Mitnick determined the football team used Jewish-related words like “Auschwitz”, “rabbi”, “dreidel”, “yarmulke” and “Hanukkah” for play calling. The trend started between the 2010 and 2012 seasons, Mitnick concluded.
“The use of seemingly benign religious terms for plays and nicknames is no less appropriate than using words commonly associated with racial or ethnic cultures,” Mitnick wrote.
During his investigation, Mitnick found the coaching staff also used “sexually offensive jokes and innuendo” in front of players. Homophobic slurs were also used on the sidelines, the report said.
The disturbing trend came to light in March when Duxbury players were accused of using racist language in a game against Plymouth North. An offensive lineman called out “Auschwitz” to refer to a blocking scheme, the report said.

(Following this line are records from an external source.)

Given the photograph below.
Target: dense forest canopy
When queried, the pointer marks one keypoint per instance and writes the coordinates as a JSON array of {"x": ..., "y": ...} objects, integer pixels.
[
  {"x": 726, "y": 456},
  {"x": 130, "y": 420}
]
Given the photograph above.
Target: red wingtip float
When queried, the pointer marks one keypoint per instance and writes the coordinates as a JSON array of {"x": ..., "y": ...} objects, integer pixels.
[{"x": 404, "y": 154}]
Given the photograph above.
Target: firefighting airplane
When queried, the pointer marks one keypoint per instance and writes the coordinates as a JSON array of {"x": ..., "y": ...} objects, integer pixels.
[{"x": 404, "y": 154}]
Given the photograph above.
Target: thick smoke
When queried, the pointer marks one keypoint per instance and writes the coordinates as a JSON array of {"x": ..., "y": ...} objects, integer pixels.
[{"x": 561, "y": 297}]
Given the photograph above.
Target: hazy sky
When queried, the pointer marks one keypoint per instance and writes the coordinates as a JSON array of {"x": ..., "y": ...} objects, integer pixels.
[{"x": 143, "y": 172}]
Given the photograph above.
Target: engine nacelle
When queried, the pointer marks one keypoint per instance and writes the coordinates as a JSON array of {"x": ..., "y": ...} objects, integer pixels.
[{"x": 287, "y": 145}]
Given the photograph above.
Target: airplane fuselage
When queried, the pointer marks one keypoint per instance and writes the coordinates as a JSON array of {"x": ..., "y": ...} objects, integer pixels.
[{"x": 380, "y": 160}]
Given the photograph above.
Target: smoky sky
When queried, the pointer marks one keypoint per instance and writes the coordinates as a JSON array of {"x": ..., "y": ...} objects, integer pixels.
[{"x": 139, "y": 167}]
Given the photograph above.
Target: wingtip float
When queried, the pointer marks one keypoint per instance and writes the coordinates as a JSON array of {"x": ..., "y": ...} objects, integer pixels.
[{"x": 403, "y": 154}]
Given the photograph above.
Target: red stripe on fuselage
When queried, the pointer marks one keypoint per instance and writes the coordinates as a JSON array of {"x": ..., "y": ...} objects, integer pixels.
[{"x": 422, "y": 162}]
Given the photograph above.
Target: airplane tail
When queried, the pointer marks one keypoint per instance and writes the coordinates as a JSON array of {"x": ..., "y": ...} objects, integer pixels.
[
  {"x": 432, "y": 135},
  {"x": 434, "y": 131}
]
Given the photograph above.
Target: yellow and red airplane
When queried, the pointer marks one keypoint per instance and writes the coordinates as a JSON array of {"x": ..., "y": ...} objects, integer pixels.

The school fired longtime head coach Dave Maimaron and canceled several games, returning to the field Apr. 15 to play Scituate.
The district said its football players participated in a Holocaust presentation by a third-generation Holocaust survivor. District staff will attend Diversity, Equity and Inclusion training during the 2021-2022 school year.
Further disciplinary action could be taken against some employees, but because of privacy laws, the district will not make the discipline public, Antonucci said.
“I thought the whole thing was horrifying,” said Andrew Kusmin, a 76-year-old Jewish man from Plymouth. “It’s a sad commentary, a lack of education of young people and letting it go on for another generation.”
“People who have been aware of this for a long time have to step up, probably admit it, and take whatever consequence comes. It’s not to be swept under the rug,” Kusmin said.